# Synthetic Data Generation

### Step 1: MCQ Synthetic Data Generation Using SDV
### Step 2: MRQ Synthetic Data Generation Using Frequency-Based Sampling
### Step 3: Free-Response Question Mapping

In [2]:
import pandas as pd
import numpy as np
from sdv.metadata import SingleTableMetadata
from sdv.single_table import GaussianCopulaSynthesizer

In [33]:
# Load survey data and Tripadvisor data
survey_data = pd.read_csv('../data/survey_data_cleaned.csv')
tripadvisor_data = pd.read_csv('../data/tripadvisor_data_cleaned.csv') 

# Create metadata for the survey dataset
metadata = SingleTableMetadata()
metadata.detect_from_dataframe(survey_data)

# Create the GaussianCopulaSynthesizer
synthesizer = GaussianCopulaSynthesizer(metadata)

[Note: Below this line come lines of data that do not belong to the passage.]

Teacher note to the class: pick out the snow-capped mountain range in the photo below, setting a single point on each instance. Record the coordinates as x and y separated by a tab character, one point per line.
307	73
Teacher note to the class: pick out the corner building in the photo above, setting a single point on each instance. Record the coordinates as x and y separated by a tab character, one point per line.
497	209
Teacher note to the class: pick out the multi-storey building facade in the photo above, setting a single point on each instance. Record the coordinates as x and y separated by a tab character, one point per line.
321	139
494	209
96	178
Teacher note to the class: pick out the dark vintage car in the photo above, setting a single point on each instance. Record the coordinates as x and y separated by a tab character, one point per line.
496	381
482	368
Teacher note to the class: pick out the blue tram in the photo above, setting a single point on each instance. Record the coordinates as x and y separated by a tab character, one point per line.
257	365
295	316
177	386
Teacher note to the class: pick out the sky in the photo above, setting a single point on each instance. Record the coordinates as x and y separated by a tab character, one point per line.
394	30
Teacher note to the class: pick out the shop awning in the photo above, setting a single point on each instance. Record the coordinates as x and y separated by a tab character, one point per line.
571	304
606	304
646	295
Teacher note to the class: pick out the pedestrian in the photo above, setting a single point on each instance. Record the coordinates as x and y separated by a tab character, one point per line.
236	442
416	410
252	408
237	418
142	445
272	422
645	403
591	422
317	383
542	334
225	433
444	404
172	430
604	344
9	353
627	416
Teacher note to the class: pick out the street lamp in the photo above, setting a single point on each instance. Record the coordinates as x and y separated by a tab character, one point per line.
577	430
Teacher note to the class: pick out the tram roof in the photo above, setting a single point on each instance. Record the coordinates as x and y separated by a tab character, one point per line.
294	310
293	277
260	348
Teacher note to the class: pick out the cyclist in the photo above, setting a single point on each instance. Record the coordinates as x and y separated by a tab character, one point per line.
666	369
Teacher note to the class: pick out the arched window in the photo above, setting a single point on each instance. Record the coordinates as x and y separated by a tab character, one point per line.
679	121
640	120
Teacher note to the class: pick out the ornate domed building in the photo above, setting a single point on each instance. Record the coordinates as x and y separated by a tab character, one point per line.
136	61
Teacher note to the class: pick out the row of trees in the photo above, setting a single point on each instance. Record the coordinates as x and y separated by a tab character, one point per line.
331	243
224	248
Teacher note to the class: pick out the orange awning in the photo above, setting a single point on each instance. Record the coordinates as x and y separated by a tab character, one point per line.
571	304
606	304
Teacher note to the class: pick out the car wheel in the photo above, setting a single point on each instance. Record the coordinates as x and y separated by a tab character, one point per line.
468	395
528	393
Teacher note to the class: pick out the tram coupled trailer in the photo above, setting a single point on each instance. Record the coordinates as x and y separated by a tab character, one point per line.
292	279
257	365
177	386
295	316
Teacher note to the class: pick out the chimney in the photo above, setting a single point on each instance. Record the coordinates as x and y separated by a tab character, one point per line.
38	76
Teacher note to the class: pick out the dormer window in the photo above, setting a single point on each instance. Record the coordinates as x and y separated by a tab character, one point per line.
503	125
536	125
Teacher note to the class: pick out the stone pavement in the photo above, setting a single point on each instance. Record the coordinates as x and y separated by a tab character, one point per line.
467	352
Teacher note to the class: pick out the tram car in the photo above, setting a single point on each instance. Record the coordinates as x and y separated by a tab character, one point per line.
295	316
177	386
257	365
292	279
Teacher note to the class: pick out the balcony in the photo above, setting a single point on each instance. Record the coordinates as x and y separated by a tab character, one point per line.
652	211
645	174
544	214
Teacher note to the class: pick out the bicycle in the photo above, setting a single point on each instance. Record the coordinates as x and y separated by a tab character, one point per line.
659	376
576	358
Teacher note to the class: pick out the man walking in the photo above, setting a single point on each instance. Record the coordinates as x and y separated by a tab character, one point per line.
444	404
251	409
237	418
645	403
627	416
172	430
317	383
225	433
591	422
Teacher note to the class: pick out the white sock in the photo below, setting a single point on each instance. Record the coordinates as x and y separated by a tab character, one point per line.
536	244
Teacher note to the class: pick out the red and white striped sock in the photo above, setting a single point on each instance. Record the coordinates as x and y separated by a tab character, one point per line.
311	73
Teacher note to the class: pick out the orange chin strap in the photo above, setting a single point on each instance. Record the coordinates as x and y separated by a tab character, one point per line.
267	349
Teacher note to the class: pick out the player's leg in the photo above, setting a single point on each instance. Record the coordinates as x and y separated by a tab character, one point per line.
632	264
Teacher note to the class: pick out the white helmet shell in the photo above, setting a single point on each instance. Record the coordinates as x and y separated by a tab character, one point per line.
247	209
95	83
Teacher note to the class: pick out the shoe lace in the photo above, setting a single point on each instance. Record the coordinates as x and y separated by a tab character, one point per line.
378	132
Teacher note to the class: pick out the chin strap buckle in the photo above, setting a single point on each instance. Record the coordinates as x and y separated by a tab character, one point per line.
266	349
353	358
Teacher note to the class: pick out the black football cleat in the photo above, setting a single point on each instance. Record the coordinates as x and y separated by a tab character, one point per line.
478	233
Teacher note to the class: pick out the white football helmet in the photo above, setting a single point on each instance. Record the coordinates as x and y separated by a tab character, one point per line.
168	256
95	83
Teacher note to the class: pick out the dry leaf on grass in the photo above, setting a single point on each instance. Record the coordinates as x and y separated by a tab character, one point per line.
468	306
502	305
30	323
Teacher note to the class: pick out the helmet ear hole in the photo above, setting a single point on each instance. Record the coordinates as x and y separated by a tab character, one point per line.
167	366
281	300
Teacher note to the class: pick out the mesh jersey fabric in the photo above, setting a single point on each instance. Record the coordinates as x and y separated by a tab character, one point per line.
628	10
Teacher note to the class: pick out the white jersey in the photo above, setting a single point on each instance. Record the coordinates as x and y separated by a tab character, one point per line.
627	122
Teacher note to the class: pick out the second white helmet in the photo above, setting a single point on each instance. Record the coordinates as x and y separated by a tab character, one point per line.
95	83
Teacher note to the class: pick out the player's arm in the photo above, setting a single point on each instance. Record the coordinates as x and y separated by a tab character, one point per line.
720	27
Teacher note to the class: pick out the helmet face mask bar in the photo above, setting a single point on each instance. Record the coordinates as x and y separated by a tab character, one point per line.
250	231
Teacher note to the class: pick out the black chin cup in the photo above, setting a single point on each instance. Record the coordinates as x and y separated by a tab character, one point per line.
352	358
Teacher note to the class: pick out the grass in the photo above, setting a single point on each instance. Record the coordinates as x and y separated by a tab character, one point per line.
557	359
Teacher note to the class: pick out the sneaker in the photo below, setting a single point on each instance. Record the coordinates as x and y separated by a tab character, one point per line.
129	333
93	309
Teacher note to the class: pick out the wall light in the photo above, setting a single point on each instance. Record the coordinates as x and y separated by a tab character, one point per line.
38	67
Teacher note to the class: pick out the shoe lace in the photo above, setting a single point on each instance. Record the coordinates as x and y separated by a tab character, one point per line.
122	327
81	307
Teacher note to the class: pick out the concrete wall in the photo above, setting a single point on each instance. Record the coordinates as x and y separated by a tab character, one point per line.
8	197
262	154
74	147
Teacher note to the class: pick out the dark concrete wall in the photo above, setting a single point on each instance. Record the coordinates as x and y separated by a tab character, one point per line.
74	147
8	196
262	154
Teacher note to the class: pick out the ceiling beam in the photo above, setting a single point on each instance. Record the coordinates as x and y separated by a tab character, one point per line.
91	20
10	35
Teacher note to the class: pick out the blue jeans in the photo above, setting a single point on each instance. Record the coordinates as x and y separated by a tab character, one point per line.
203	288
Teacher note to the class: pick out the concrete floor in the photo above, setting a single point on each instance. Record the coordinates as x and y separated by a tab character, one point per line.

# Train the synthesizer on the real survey data
synthesizer.fit(survey_data)

# Generate 5000 synthetic records
synthetic_data = synthesizer.sample(150)

# For MRQ (multi-answer) columns, apply frequency-based sampling
mrq_columns = [
    'what are your preferred attraction(s)? select all that apply.',
    'which attraction(s) did you visit? (select all that apply)\n* includes meet-and-greets, theatre shows etc.',
    'which store(s) did you visit? (select all that apply)',
    'if your answer was "yes" above, which food outlet(s) did you visit? (select all that apply)',
    'which aspect of your visit was the most disappointing? (select all that apply)'
]

for column in mrq_columns:
    value_counts = survey_data[column].value_counts(normalize=True)
    synthetic_data[column] = np.random.choice(value_counts.index, len(synthetic_data), p=value_counts.values)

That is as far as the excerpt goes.